For details on the error-checking capabilities of the Adler-32 checksum, see for example Revisiting Fletcher and Adler Checksums. Maxino, 2006.
This paper contains an analysis on the Hamming distance provided by these two checksums, and provides an indication of the residual error rate for data words up to about 2^11 bits. Which, obviously is much less than your requirement of 2^38 bits...
Adler32 has an entirely different purpose than MD5. Adler32 is a checksum. MD5 is a secure message digest. Adler32 is for quick hashes, has a small bit space, and simple algorithm. Its collision rate is low, but not low enough to be secure. MD5, SHA, and other cryptographic/secure hashes (or message digests) have much larger bitspaces and more complex algorithms, thus have far fewer collisions. Compare SHA2-256, for example; 256 bits compared to Adler32's measly 32 bits.
Adler does have its purpose, in hash tables for instance, or rapid data integrity checks. Still, it is not designed with the same purpose as MD5 or other secure digests.
BTW, if a simple but somewhat reliable checksum is what you need, then it seems Fletcher out-performs Adler. I'd speculate they both out-perform CRC, though perhaps not a simple addition based checksum (though it is very prone to collisions). If you want BOTH performance AND security, then use BOTH algorithms. Have the checksum algorithm used as a quick calculation and lookup, then use the larger digest for a more thorough confirmation if found.

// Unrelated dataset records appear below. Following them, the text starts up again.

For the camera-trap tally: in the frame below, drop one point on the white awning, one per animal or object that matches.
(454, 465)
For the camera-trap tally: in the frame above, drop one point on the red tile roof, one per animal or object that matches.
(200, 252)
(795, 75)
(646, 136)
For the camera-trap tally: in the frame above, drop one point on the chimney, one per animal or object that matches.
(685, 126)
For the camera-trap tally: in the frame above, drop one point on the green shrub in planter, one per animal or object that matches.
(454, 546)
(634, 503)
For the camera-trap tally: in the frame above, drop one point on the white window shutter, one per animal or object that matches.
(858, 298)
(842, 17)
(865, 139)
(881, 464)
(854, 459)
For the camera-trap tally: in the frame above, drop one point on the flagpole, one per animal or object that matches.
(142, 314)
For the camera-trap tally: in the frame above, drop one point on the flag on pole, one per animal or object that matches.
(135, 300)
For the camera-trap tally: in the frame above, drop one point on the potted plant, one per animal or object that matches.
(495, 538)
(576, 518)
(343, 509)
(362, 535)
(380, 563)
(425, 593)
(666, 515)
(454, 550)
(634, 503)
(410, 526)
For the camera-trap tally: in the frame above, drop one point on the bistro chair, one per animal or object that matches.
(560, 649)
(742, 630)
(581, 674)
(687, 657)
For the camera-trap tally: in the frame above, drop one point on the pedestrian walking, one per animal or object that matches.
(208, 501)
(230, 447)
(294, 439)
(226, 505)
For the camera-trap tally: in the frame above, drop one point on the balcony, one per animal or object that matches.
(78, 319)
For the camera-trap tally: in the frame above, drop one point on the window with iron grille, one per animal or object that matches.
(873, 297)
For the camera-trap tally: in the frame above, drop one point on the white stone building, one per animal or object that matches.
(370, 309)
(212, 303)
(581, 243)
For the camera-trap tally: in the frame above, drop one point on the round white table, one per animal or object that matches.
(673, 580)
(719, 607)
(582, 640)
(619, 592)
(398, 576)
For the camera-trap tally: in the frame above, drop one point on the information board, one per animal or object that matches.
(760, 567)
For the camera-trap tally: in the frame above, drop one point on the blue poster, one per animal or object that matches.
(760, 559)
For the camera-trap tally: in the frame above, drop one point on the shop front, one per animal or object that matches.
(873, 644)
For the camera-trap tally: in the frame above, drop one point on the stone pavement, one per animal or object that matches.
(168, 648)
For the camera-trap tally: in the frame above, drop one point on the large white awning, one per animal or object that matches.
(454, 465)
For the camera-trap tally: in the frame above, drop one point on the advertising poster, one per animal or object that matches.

To answer your question on ensuring the validity of archives, I would say that it would probably suffice just fine. Best choice? Questionable. Possibility of error? Very low.
This is an ancient algorithm; one which, as the Wikipedia page says, "trades accuracy for speed". In short, no, you shouldn't rely on it.
The point is that with multiple corruptions, this checksum might still pass as "okay". Due to the avalanche effect, this is significantly less likely to occur in modern algorithms (even the old MD5).
For today's machines, speed is not so much of a concern, therefore I'd suggest using a modern algorithm (whichever is current), even for files in the TB range. The insignificant time savings you'd get with an old checksum system are IMHO not enough to balance the significantly increased risk of undetected data corruption - and honestly, 20GB of files is not that much data these days that you'd need to use weak (and I daresay broken) algorithms.
It is less reliable than say MD5 or CRC (about the same as CRC actually). Advantage is speed, disadvantage is more showing for short data (few hundred bytes) - the meaning is that the distribution of hash values does not cover very well the available 32bit output. For big files it is a good choice.
Adler-32 and MD5 are not comparable in this way. MD5 is actually intended to be a cryptographic checksum when you want to make sure that a file hasn't been tampered with by an adversary, while Adler-32 (and also CRC, which is comparable to Adler-32) is intended for making sure a file hasn't been tampered with by accident (integrity checksum.)
MD5 is actually considered broken for its cryptographic purposes, and is only useful now as an integrity check when you want more bits for certainty. The only way Adler-32 can be "less reliable" is that it allows potentially more bits to be altered while retaining the same output, which means there is more room for collisions.
This link gives a good discussion as to how using Adler-32 can provide performance benefits for some kinds of code which needs to use cryptographic sums for added certainty. Namely, that you can use the smaller and cheap checksum to see if doing the more expensive MD5/SHA/Whirlpool is worth considering in the event of changed files.